Time series/ sequential data study group

vrodriguezf · October 3, 2019, 2:01pm

Makes sense! I will make mean imputation then. Thanks!

tcapelle · October 4, 2019, 10:42am

How would you proceed doing so?

Creating a new Timeseries core like notebook 40_tabular?
A more basic TensorData one?
Creating a DataBlock to read Timeseries?
I would like to start implementing this on V2, but don’t know where to start.

jeremy · October 4, 2019, 12:59pm

Best to ask these questions in the v2 thread you just created.

oguiza · October 4, 2019, 4:05pm

New notebook: Time Series Data Augmentation (cutout, mixup, cutmix)

As you know one of the best ways to improve performance (especially when a dataset is small) is to do some type of data augmentation.
In the last coupld of years some cutout, mixup and cutmix have appeared as very powerful ways to improve performance in computer vision problems.
I’ve created a notebook to show you how easily you can start using them.
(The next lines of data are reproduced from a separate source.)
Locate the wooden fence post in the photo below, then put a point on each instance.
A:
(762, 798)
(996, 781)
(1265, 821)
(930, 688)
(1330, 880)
In many cases, performance can be improved. If you want to see how it works you can go to timeseriesAI and open notebook 03_new_Time_Series_data_augmentations.ipynb
I hope you find it useful in you time series problems.

tcapelle · October 4, 2019, 5:22pm

I saw the notebook earlier today, is awesome! Let’s build core.series on fastai V2!

oguiza · October 4, 2019, 6:35pm

I’ve completed 3-4 runs of InceptionTime baseline after fixing the cone layer bias (thanks to @tcapelle for pointing that out). The results of 500 epochs are now better, and almost the same as the one @hfawaz has with the TensorFlow version with 1500 epochs. So I think it’s a good start. Here are the results:

You’ll notice that the average performance is very close in 11 datasets, but there are 2 where it’s actually lower (Wine: -9%, and Herring: -7% accuracy compared to the avg of 5 TF InceptionTime runs).
I’ve digged a bit more to try to understand why, and have run Wine for 1500 epochs (with and without mixup). There’s a huge jump in performance (+23% without mixup, and +27% with mixup):

All these performance results use the same architecture as the original in TensorFlow. I have not made any single change yet. Any difference would mainly come from the training process/ optimizer.

So a few comments:

some datasets benefit from a much larger number of epochs (Wine).
mixup increases performance even after a long run. In the case of Wine an average of 3.7%. Actually, with a longer training and mixup, Wine goes from being the bottom performer, to being relatively close to the state-of-the-art.
accuracy at the end of training tends to be the same or slightly better that the accuracy at the lowest training loss. This seems to indicate that there is little / no overfit even after 1500 epochs.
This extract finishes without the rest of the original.